Ottmarsheim Ein ganzes Dorf feiert seinen Pionier

Von Gabriele Szczegulski
Katrin Held, die die Veranstaltungsreihe zum 200. Geburtstag von Christian Friedrich Hermann organisiert, vor dem Gasthaus Adler in Ottmarsheim. Foto: /Martin Kalb

Am 16. Januar begeht Ottmarsheim den 200. Geburtstag des Adlerwirts Christian Friedrich Hermann mit einer Veranstaltungsreihe um diesen Tag. 

Einen Tausendsassa in vielen Bereichen, der auf vielen Hochzeiten wie Gastronomie, Landwirtschaft, Obst-, Hopfen- und Weinbau, Imkerei, Viehzucht oder Jagd tanzte, nennt die Ottmarsheimer Wein- und Erlebnisführerin Katrin Held den Adlerwirt Christian Friedrich Hermann.

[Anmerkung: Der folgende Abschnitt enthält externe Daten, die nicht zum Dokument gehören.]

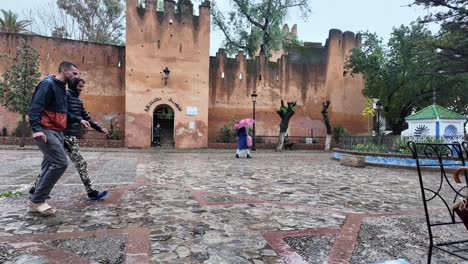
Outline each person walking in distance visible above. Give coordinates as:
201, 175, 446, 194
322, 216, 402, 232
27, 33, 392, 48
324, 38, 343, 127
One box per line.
30, 78, 109, 200
236, 126, 252, 159
153, 123, 161, 146
28, 61, 85, 216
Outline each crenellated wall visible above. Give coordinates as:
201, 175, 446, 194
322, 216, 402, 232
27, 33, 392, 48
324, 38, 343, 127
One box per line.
0, 32, 125, 135
125, 0, 211, 148
208, 29, 366, 140
0, 3, 367, 148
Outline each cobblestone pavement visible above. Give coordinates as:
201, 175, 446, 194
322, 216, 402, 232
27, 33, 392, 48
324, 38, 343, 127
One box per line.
0, 148, 466, 264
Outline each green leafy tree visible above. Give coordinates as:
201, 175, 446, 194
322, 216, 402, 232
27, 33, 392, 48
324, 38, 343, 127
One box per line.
55, 0, 125, 44
346, 24, 462, 134
0, 40, 41, 147
211, 0, 311, 58
276, 100, 296, 151
362, 98, 375, 135
0, 9, 31, 33
411, 0, 468, 114
411, 0, 467, 73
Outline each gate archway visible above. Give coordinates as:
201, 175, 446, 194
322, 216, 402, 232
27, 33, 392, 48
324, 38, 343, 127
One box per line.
152, 105, 174, 148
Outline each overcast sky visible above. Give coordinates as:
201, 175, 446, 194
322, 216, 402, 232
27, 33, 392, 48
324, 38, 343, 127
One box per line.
0, 0, 440, 55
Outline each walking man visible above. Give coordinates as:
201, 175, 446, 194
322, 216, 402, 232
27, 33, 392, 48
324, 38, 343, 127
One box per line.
30, 78, 109, 200
28, 61, 84, 216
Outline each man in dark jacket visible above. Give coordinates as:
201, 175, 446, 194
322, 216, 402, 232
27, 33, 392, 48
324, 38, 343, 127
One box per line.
153, 123, 161, 146
30, 77, 109, 200
28, 61, 84, 216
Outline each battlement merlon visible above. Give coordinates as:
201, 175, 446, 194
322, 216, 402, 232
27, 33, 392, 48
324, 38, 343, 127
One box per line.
127, 0, 210, 25
290, 24, 297, 36
215, 48, 227, 59
325, 29, 361, 49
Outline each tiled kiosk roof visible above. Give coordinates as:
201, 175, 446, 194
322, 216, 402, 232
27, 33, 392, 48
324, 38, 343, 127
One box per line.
406, 104, 466, 120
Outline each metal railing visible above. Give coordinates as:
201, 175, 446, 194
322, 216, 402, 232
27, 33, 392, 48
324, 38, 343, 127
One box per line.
212, 135, 326, 145
335, 135, 400, 152
335, 135, 468, 154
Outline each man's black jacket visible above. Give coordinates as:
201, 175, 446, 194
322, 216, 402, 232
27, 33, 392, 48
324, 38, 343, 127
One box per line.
64, 88, 102, 137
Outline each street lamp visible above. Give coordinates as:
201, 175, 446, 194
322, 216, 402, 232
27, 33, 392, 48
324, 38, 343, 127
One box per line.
374, 100, 382, 135
161, 67, 171, 86
251, 91, 258, 151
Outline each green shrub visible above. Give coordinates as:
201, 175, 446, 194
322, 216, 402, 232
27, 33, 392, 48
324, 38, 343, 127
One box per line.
105, 117, 121, 140
217, 116, 237, 143
255, 136, 265, 143
333, 124, 348, 145
107, 130, 122, 140
219, 124, 236, 143
352, 142, 388, 153
395, 137, 411, 154
12, 120, 31, 137
333, 124, 348, 140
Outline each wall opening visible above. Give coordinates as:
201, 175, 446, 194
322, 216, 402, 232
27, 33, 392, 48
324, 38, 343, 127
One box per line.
152, 104, 175, 148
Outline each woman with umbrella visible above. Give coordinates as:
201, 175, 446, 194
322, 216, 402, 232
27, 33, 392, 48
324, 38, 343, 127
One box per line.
234, 118, 254, 158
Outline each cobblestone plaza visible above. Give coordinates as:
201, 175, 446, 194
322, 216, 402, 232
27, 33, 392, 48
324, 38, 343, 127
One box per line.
0, 148, 466, 263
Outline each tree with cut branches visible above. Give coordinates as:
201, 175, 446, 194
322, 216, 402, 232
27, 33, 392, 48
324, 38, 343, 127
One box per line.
0, 9, 31, 33
276, 100, 296, 151
211, 0, 311, 57
0, 40, 41, 147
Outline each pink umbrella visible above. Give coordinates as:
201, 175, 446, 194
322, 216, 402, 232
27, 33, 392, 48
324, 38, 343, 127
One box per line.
234, 118, 255, 129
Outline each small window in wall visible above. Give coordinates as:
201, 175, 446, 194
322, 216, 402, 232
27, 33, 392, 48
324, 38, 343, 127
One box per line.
179, 43, 182, 53
157, 40, 160, 49
221, 72, 225, 79
239, 73, 243, 80
259, 74, 262, 81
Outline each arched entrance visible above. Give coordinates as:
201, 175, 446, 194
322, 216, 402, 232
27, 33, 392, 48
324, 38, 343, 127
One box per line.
152, 105, 174, 148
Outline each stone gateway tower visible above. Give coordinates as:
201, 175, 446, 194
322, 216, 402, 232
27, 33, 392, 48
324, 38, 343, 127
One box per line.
125, 0, 211, 148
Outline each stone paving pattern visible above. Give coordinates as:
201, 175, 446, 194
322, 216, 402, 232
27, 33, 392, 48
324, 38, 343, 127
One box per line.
0, 148, 467, 263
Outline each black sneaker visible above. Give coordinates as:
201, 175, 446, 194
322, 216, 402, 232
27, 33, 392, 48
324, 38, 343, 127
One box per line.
236, 154, 239, 158
247, 155, 252, 159
29, 186, 35, 195
88, 190, 109, 200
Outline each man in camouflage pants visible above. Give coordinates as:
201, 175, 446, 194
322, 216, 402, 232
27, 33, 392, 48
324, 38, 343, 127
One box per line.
30, 78, 109, 200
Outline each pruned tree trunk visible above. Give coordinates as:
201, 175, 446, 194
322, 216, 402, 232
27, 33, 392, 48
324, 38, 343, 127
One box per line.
276, 100, 297, 151
20, 114, 26, 147
321, 100, 332, 151
277, 131, 287, 151
324, 135, 331, 151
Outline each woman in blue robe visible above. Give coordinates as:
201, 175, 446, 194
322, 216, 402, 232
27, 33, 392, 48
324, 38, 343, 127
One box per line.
236, 127, 251, 158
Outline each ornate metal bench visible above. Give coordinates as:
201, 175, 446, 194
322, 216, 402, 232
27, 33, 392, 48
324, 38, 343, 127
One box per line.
408, 141, 468, 263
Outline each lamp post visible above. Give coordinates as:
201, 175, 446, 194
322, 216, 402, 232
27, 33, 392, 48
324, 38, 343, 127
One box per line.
375, 101, 382, 135
162, 67, 170, 86
251, 91, 257, 151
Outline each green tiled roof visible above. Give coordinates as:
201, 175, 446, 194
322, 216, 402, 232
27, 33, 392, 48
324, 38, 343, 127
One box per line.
406, 104, 466, 120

Held hat wie keine Zweite über ihn geforscht, gelesen und für sein Andenken gekämpft. So kämpfte sie auch dafür, dass der Grabstein des Ottmarsheimer Landwirts erhalten wurde. Und nun ist am 16. Januar 2025 der 200. Geburtstag von Hermann. „Mir war klar, das muss gefeiert werden“, sagt sie.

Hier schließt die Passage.